Die lange Hauptstraße von Cala Ratjada, an der Ostküste Mallorcas gelegen, heißt immer noch Leonor Severa. Genau wie in den 1930er Jahren, als die „Rochenbucht“ ein verträumtes pueblo war und kein moderner Ferienort, der jeden Sommer fest in der Hand junger Deutscher ist, die nachts abfeiern. Heute ist „Auf  Ex“ das Thema in den blauen Abendstunden und heißen Nächten, damals war es „das Exil“.

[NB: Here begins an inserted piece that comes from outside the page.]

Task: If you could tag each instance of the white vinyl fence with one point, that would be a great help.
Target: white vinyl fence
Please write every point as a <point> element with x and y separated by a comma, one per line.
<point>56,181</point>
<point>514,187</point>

Cala Ratjada hatte einen guten Ruf als preiswerte Künstlerkolonie am Mittelmeer. Für viele, die wegen ihrer politischen Einstellung oder „Rasse“ aus Nazideutschland hierher flohen, war erste Anlaufstelle die Wikiki-Bar, damals ein mit Palmblättern gedecktes Haus mit wild bemalten Innenwänden und einer Holzveranda. Heute steht hier ein einstöckiger hellgrauer Betonbau, im Sommer voll gestopft mit billigen Souvenirs. Im Winter und in der Nebensaison bleibt der Laden geschlossen, die Front gleicht dann trüben Augenhöhlen, gemahnt an  dunklere Zeiten.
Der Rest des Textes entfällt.